AISICO, azienda italiana leader nella sperimentazione e certificazione dei sistemi di sicurezza stradale, evidenzia come il quadro normativo sia rimasto fermo a più di trent’anni fa. "Abbiamo aggiornato motori, elettronica, batterie e tecnologie di guida, ma le barriere sono rimaste uguali - spiega Ottavia Calamani, CEO di AISICO -. È come se avessimo evoluto le auto senza evolvere ciò che deve salvarci quando la tecnologia fallisce".

Cosa dicono i numeri

I dati dell’Istat dicono che nel 2024 in Italia si sono contati 3.030 morti sulle strade, 233.853 feriti e 173.364 incidenti, con un aumento del 4,1% rispetto all’anno precedente.

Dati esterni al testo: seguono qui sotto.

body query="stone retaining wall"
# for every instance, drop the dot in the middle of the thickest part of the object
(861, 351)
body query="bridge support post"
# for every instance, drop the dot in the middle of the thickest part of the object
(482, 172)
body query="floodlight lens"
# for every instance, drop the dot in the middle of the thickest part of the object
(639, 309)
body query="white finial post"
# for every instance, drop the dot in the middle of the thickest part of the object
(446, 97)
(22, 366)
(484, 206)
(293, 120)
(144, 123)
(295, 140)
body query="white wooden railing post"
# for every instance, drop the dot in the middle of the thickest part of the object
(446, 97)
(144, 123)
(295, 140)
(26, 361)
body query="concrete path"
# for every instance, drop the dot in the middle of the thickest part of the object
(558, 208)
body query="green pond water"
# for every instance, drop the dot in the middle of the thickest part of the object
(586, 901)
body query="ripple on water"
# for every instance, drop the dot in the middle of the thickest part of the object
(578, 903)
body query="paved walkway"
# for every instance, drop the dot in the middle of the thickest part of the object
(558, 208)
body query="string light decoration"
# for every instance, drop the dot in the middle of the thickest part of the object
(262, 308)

Un trend che evidenzia quanto sia urgente adeguare le infrastrutture, soprattutto considerando che l’Unione Europea si è posta l’obiettivo di dimezzare le vittime della strada entro il 2030.

Serve un aggiornamento

Per SUV e auto elettriche, la sicurezza non dipende solo da prestazioni, autonomia o sistemi avanzati di guida assistita. La capacità di sopravvivenza in caso di incidente passa anche da barriere in grado di resistere a masse superiori ai 1.800 kg. Aggiornare normative e infrastrutture non è solo una questione tecnica, ma un passo concreto per salvare vite e ridurre i rischi sulle strade italiane.

Per affrontare il problema, ANSFISA, in vista della Giornata Mondiale del Ricordo delle Vittime della Strada (16 novembre), ha emesso una circolare destinata ad ANAS, Regioni, Province e Comuni, avviando un censimento delle barriere stradali e definendo le priorità di intervento entro il 2026. L’obiettivo è aggiornare le infrastrutture e introdurre strumenti digitali per monitorarne continuamente lo stato.